Tijdens de zitting is beslist dat de nagekomen stukken - ondanks hun omvang - werden
geaccapteerd. Deze stukken zijn aan het procesdossier toegevoegd.
1.6 Tijdens de zitting heeft de gemachtigde van klaagster de voorzitter gewraakt.
Bij beslissing van 27 juni 2025 (kenmerk 25-397/DH/NH/W) heeft de wrakingskamer het
wrakingsverzoek afgewezen.
1.7 Het verzet is vervolgens opnieuw gepland op de zitting van 25 augustus 2025.

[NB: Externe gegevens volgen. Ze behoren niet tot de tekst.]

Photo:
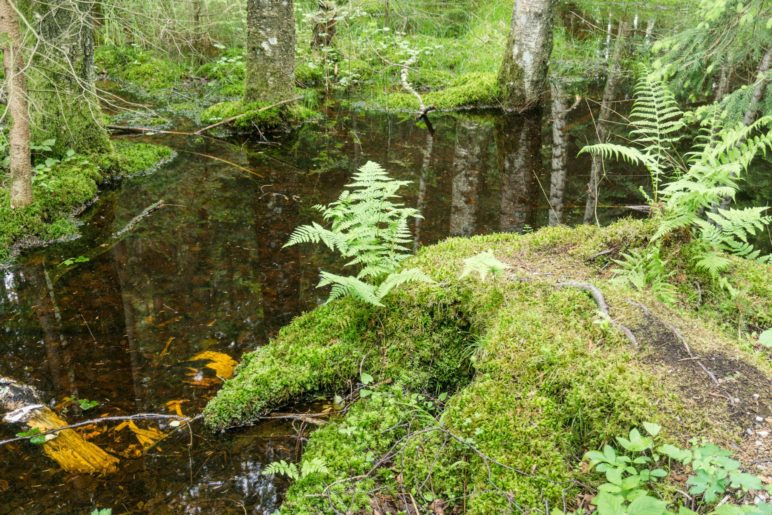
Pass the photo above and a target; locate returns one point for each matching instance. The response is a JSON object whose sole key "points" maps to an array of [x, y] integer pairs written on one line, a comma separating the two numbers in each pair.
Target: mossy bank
{"points": [[484, 395], [63, 188]]}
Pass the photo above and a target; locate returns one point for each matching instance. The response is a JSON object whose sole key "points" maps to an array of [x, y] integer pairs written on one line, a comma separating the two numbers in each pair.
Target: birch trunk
{"points": [[606, 110], [523, 76], [270, 50], [66, 104], [559, 156], [18, 108], [469, 166]]}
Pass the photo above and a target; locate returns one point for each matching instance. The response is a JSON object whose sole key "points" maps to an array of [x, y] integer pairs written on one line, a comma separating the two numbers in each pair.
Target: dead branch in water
{"points": [[242, 115], [134, 221]]}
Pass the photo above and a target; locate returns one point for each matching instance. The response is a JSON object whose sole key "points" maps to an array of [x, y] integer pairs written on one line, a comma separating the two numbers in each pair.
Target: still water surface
{"points": [[207, 273]]}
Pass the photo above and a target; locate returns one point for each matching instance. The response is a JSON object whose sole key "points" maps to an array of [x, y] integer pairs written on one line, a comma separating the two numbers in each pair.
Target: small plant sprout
{"points": [[484, 264]]}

Ten behoeve van die zitting heeft klaagster op 19 augustus 2025 nagezonden stukken
ingediend. Bij e-mail van 21 augustus 2025 is aan klaagster meegedeeld dat deze stukken
gelet op het bepaalde in artikel 2.4 van het Procesreglement raden van discipline
niet aan het procesdossier werden toegevoegd, omdat deze te laat waren ingediend en
klaagster al tweemaal eerder (op 29 januari 2025 en 1 juni 2025) nagezonden stukken
had ingediend. Naar aanleiding van het bezwaar van klaagster hiertegen bij e-mail
van 22 augustus 2025, is klaagster meegedeeld dat op de zitting zou worden beslist
over het toelaten van de stukken. Verweerder heeft een afschrift van dit bericht
ontvangen.
1.8 Zowel klaagster met haar gemachtigde als verweerder waren op de zitting van
25 augustus 2025 aanwezig. Ter zitting is beslist dat de nagezonden stukken van 19
augustus 2025 werden geaccepteerd. Ook deze stukken zijn toegevoegd aan het procesdossier.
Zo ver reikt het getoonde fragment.